India's Pankaj Advani has hailed a "huge moment for Indian sport" with Delhi primed to host the country's first snooker ranking event.
World number 70 Advani and fellow countryman Aditya Mehta, ranked 72nd, have both qualified for the tournament.
"It will be an eye-opener and will act as a catalyst to develop the sport," said Advani, the first Indian to reach the quarter-final of a ranking event.
"The interest in the event is already fantastic," Mehta told BBC Sport.
Advani, 28, plays Scot Marcus Campbell, while 27-year-old Mehta faces former world champion Peter Ebdon in the first round.
The nation's top two players feel it could be a breakthrough moment for the sport in a country which has a population of over 1.2bn people.
"It is good that both players from India have qualified for the event," said Advani, who comes from Pune.
"It is the first time that fans in the country will get to see live snooker being played at the highest level. With it being held in the capital, it will create a huge impact.
"But it is important that we perform well so that organisers can use us to further develop the game and inspire youngsters to make their mark."
Maharastra's Mehta described it as "exciting times" and said: "It would have been a big disappointment if neither of us got to play in the tournament.
"We have been travelling all around the country doing interviews and the enthusiasts in India will be flocking from all over to watch the event.
"Cricket will always be number one in India and fair play to them but we are hoping to build a snooker culture now."
The pair have played each other on numerous occasions on the Asian circuit, with Mehta beating his compatriot in the final of the 2012 Asian Snooker Championship, but they have never met on the professional tour.
And the duo - who now live in Sheffield and practise at the academy in the city - say there is a friendly competitiveness between them.
"It is always good to have someone who pushes you harder so that you play better," said Mehta, who won gold at this year's World Games in Colombia.
"When we are both performing to a good level, it acts as a motivation and as long as we can both keep doing that, keep challenging each other for results we will both move forward.
"That is what I lacked in my first two years on the professional tour but having him here now means we have a good rivalry."
Advani, a record eight-time world billiards champion, added: "We have a healthy rivalry but our main purpose is to take our own game to the next level."

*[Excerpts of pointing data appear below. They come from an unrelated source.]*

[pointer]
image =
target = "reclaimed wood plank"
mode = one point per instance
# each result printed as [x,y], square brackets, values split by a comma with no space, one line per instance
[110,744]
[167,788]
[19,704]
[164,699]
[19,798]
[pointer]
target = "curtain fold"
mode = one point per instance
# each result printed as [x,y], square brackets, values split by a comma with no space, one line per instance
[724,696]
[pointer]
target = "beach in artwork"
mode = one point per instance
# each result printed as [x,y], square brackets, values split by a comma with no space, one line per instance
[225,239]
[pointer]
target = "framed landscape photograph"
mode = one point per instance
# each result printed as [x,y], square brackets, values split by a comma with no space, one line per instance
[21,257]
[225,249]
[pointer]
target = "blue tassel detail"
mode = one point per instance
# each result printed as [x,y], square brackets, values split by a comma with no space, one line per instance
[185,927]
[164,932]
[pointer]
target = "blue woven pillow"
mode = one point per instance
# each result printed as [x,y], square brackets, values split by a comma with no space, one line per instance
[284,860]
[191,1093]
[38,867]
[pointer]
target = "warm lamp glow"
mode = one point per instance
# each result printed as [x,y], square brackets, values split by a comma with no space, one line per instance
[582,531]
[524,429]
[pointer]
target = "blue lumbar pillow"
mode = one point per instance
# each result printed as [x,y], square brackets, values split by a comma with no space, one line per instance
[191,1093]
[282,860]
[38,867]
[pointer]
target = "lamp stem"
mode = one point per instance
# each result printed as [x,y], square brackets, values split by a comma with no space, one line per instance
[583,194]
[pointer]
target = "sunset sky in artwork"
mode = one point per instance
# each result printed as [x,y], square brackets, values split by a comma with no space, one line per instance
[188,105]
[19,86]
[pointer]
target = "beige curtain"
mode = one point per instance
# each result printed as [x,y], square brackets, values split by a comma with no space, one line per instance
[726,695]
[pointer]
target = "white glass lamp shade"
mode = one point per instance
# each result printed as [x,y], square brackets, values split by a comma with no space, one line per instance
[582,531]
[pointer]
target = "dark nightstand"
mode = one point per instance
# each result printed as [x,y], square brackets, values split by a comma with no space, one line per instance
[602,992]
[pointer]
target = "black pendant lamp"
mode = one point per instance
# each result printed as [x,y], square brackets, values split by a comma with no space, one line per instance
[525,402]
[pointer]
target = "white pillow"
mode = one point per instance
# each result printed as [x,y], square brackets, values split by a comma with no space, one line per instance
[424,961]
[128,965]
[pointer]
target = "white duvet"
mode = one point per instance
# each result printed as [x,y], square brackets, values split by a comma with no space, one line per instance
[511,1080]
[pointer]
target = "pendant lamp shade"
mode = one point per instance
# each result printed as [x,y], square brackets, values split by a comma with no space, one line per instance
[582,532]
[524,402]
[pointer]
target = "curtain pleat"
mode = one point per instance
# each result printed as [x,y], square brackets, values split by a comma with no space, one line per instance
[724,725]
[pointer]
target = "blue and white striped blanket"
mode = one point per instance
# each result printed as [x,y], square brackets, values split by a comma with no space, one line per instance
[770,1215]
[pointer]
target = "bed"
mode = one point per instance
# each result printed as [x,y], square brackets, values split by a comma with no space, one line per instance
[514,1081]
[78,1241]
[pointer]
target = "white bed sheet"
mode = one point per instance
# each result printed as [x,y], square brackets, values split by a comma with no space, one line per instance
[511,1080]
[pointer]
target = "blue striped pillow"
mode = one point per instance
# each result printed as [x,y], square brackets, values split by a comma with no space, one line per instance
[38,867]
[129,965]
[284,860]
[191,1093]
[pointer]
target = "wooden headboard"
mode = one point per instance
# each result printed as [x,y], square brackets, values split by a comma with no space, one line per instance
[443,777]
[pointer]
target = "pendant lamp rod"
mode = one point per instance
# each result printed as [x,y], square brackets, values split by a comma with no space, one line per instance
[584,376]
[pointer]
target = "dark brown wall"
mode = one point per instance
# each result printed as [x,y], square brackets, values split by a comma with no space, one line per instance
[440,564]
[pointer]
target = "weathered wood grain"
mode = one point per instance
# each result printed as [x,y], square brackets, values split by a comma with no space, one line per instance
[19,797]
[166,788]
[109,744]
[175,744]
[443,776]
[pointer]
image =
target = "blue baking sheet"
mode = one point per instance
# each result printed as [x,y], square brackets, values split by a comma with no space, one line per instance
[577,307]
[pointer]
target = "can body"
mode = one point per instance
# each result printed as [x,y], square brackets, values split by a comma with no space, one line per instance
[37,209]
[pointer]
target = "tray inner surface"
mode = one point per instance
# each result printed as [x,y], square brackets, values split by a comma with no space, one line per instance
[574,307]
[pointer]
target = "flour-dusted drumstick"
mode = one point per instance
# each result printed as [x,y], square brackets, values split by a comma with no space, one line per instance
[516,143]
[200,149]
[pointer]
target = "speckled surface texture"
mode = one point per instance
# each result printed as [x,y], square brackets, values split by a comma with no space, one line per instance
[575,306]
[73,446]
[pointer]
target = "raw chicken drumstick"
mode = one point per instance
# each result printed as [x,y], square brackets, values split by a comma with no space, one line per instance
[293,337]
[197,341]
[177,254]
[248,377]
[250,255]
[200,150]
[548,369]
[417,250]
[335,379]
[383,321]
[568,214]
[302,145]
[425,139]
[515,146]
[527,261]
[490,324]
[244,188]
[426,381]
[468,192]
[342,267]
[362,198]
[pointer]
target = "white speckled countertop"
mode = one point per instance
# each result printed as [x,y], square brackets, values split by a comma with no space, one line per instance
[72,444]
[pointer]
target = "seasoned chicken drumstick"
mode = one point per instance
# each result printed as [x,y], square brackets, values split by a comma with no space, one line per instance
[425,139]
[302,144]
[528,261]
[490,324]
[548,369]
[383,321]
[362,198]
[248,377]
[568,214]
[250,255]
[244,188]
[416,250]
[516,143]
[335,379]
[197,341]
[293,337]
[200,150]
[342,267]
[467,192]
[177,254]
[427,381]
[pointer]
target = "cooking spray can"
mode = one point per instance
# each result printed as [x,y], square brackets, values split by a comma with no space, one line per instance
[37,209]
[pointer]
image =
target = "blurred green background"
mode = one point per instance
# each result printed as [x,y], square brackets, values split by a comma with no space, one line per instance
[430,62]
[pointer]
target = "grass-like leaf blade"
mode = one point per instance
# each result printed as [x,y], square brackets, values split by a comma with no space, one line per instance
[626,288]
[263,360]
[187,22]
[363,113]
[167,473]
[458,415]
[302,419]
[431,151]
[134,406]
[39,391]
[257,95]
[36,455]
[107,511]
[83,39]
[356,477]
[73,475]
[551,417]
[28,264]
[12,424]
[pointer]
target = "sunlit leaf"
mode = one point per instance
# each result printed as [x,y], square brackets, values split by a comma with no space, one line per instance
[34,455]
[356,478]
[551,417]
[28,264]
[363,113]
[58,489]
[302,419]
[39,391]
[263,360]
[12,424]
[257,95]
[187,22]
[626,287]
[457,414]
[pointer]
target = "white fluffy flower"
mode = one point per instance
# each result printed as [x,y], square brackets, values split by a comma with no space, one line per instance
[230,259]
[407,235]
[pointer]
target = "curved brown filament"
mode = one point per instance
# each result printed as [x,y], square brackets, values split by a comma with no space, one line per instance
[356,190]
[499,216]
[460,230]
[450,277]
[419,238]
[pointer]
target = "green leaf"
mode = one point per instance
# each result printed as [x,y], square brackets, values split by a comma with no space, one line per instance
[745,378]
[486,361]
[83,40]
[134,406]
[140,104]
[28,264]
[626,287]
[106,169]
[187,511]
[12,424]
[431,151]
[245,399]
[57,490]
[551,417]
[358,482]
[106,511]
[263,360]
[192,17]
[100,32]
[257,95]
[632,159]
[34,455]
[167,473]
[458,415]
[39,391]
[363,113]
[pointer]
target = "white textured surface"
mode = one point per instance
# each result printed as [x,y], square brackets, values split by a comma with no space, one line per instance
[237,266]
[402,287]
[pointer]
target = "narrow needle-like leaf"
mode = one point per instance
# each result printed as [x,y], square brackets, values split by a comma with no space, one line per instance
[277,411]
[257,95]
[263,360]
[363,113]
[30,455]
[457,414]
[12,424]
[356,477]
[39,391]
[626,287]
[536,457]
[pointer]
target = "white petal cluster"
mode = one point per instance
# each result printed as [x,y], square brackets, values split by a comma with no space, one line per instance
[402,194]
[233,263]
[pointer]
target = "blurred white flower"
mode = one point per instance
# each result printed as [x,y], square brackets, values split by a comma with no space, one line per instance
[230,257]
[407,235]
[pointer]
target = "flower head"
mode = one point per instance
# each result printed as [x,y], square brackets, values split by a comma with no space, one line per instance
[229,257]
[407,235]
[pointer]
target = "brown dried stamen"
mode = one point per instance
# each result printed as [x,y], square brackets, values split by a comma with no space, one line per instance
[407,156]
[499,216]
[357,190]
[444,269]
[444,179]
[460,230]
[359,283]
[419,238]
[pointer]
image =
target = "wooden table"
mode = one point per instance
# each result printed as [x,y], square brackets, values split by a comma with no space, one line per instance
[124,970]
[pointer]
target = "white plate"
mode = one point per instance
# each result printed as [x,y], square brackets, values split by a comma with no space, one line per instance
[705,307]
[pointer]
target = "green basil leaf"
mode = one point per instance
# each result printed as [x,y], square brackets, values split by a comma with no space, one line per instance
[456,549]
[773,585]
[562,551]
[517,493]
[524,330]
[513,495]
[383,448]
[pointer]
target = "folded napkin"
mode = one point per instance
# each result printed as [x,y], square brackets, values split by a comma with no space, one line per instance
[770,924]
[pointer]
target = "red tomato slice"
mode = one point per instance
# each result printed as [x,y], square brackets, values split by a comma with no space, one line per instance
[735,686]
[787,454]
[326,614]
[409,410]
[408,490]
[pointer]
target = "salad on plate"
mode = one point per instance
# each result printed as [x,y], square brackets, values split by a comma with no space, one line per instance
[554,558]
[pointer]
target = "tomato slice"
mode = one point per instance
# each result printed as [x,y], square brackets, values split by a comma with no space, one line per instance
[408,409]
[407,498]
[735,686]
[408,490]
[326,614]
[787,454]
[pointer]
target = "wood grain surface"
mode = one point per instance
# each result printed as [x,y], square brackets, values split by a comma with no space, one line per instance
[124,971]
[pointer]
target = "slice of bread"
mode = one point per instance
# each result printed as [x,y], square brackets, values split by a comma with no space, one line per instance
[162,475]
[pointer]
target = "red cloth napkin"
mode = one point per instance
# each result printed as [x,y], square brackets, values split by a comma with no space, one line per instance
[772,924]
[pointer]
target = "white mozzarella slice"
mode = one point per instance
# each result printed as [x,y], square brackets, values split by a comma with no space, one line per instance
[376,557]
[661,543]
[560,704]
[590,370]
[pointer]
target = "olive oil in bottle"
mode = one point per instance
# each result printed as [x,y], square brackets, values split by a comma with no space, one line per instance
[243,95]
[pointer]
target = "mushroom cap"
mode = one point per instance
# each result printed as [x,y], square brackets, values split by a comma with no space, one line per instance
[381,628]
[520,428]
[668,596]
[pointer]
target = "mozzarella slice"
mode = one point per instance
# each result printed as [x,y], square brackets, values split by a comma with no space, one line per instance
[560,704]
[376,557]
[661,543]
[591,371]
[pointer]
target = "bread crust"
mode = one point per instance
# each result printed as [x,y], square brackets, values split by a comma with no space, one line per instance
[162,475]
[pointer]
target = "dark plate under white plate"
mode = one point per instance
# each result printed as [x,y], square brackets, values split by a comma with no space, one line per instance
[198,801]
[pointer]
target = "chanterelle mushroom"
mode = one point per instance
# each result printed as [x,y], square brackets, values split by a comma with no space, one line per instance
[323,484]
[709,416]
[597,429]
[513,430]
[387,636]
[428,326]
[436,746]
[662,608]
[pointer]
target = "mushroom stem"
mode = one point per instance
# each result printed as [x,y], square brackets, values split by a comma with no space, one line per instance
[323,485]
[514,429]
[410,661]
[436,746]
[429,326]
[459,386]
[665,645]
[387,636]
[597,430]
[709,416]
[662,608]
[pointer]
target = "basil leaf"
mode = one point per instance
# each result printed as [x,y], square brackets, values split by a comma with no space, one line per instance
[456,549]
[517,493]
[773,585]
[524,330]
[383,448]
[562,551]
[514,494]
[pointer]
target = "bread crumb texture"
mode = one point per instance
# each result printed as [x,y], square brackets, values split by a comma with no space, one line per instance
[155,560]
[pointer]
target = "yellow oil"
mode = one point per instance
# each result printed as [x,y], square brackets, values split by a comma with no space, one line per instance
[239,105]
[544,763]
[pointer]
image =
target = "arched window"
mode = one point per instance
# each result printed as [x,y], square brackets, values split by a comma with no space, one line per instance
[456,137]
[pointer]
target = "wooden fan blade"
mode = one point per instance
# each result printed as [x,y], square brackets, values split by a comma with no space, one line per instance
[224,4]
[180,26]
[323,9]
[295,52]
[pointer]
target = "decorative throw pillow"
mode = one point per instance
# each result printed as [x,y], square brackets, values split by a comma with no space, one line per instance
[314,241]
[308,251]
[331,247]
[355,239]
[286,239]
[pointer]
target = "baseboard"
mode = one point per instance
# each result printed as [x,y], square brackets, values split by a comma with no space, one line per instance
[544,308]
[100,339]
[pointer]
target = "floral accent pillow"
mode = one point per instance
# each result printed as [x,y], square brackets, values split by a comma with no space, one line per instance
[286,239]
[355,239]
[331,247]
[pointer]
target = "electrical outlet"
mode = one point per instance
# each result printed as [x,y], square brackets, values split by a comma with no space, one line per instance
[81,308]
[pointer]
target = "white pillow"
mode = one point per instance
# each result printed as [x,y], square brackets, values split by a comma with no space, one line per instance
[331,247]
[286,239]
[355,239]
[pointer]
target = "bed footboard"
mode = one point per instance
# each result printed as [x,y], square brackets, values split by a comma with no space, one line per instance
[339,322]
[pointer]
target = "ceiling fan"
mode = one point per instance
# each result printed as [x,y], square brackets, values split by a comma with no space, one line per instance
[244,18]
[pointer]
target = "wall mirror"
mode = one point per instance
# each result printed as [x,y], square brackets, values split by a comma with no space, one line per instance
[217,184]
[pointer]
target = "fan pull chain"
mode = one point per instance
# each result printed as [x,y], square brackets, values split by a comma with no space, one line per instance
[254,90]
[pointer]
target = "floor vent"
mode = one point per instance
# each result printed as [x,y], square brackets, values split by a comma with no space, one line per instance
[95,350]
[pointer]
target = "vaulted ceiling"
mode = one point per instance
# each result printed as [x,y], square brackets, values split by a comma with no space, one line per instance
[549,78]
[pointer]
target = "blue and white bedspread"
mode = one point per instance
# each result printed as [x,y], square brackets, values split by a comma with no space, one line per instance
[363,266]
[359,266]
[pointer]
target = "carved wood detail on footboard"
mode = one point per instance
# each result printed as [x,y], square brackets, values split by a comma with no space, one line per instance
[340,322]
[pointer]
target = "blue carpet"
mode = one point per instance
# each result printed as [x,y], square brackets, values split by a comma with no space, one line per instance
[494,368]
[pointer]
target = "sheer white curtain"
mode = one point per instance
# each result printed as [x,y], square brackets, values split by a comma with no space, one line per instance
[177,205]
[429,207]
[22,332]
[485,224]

Seven players - Ali Carter, Dave Gilbert, Tony Drago, Anthony Hamilton, Kyren Wilson, Yu De Lu and Liam Highfield - have withdrawn from the Indian Open for various reasons, but organisers say it has nothing to do with the cyclone that has swept through the Bay of Bengal.
Thousands of people have been evacuated as the severe weather hits the south-east of the country, although it is not forecast to reach Delhi in the north.
World champion Ronnie O'Sullivan has not made the trip but world number one Neil Robertson, Shanghai Masters winner Ding Junhui, John Higgins and Mark Selby will all be in action.